First, shoes are ridiculously priced. Fall boots I adore. The price tags make me cry. So I ALWAYS bee-line for the clearance section of every store. I have damn near never paid full price for any shoes I own.
And did I hit the jack-pot! Some absolutely to die for hot pink pumps that made me feel like a million dollars. Black patent heels that I rocked. Boots that actually slimmed my thighs. Red sex kitten heels. All under $40 each. I was in love. And Kyle was going to let me have two pairs.
Well, the hot pink ones are awesome, but I don't have anything to wear with them.
The black ones are cute, but I always buy black. I need color.
The boots are nice, but they are so tight that I couldn't even get skinny jeans in there.
Where on earth would I wear those red ones to? I'm not a stripper.

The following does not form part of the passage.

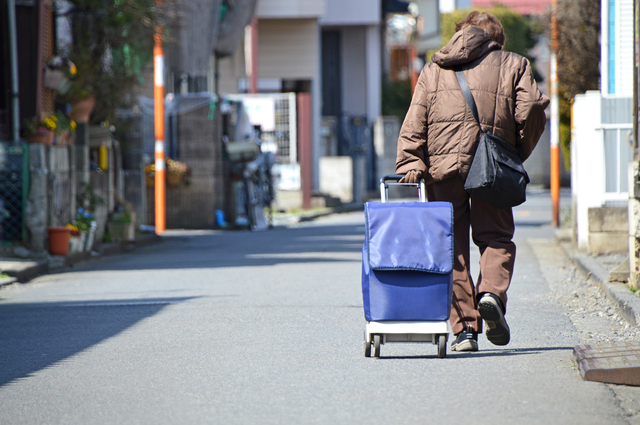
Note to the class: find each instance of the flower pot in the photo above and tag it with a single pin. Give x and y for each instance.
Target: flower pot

Did you see what I did there? Do you realize what I just did? Isn't it just sick?
I have issues. So many issues. But one that actually makes me want to punch myself, is when my husband tries to spoil me rotten, and I deny it all.
My wonderful husband wanted me to get two pairs of shoes that made me feel good about myself, and I found every reason to NOT get them. Now don't get me wrong, every reason is valid. I can't really see myself wearing red heels on a playdate or hot pink pumps to the supermarket. I have two kids. That I have to chase. I don't run well in heels.
As we walked out of the store though, I saw Kyle's face. He was sad. He was disappointed that I wasn't allowing him to spoil me. And I felt horrible. But did I turn around and pick two pairs out? No. I started defending my decision.
What if we end up needing that money?
I know I need to buy new clothes, but that doesn't mean I'll find anything to go with those shoes.
We don't go out very often, and I don't want them to just sit in the closet getting dusty.
It was bad. And of course, because of my attitude, the rest of the afternoon was pretty much shot. It sucked. It still sucks. I feel stupid and horrible and mean and just icky inside.
I need to work on my wife-esteem. Part of the reason I denied my husband's attempts to spoil me is because I still feel like I don't deserve it. Because I'm not at my target weight yet, I feel like I should buy a whole lot of stuff because (in theory) I won't be able to wear it for very long. So why spend a ton of money on me when we could be spending it on the kids or Kyle? Why me when everyone else needs so much.
I know I'm on a dangerous path. This is the beginning of the road to complete desolation of myself. Kyle is proud of me, so I should be proud of me. My husband still thinks I'm hot stuff, so I should feel like hot stuff. My family loves me, so I should love me.
It all sounds good in theory, but it's always harder done than said. I know I need to work on my wife-esteem. I need to be okay with Kyle wanting to buy me things I want. No matter what I think. It makes my husband feel good about himself. I need to stop focusing everything I've got on everyone else, and spend at least a little more energy on me.
Otherwise, we all know where I'm going to end up. Overweight, stuck in sweatpants, permanent mom ponytail, and no cute shoes.